Post Processing DGPS
Not all DGPS applications are created equal. Some don't need the radio link because they don't need precise positioning immediately.
It's one thing if you're trying to position a drill bit over a particular spot on the ocean floor from a pitching boat, but quite another if you just want to record the track of a new road for inclusion on a map.
For applications like the latter, the roving receiver just needs to record all of its measured positions and the exact time it made each measurement.
Then later, this data can be merged with corrections recorded at a reference receiver for a final clean-up of the data. So you don't need the radio link that you have to have in real-time systems.
If you don't have a reference receiver there may be alternative sources for corrections in your area.

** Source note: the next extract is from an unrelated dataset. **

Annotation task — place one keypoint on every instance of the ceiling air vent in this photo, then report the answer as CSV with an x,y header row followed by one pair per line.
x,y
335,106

Some academic institutions are experimenting with the Internet as a way of distributing corrections.
There's another permutation of DGPS, called "inverted DGPS," that can save money in certain tracking applications.

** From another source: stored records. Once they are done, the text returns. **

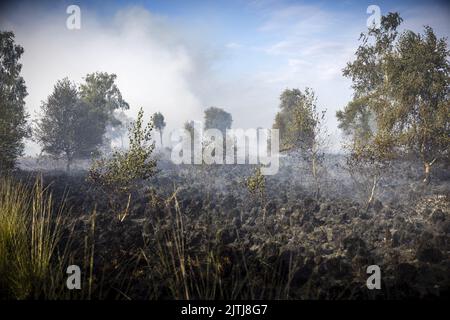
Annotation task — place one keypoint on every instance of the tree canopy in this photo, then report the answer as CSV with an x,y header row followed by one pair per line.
x,y
13,118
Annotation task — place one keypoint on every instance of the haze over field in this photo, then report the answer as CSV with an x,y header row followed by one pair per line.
x,y
239,55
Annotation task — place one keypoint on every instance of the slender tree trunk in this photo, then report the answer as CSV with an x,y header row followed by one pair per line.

Let's say you've got a fleet of buses and you'd like to pinpoint them on street maps with very high accuracy (maybe so you can see which side of an intersection they're parked on or whatever).
Anyway, you'd like this accuracy but you don't want to buy expensive "differential-ready" receivers for every bus.
With an inverted DGPS system the buses would be equipped with standard GPS receivers and a transmitter and would transmit their standard GPS positions back to the tracking office. Then at the tracking office the corrections would be applied to the received positions.
It requires a computer to do the calculations, a transmitter to transmit the data but it gives you a fleet of very accurate positions for the cost of one reference station, a computer and a lot of standard GPS receivers. Such a deal!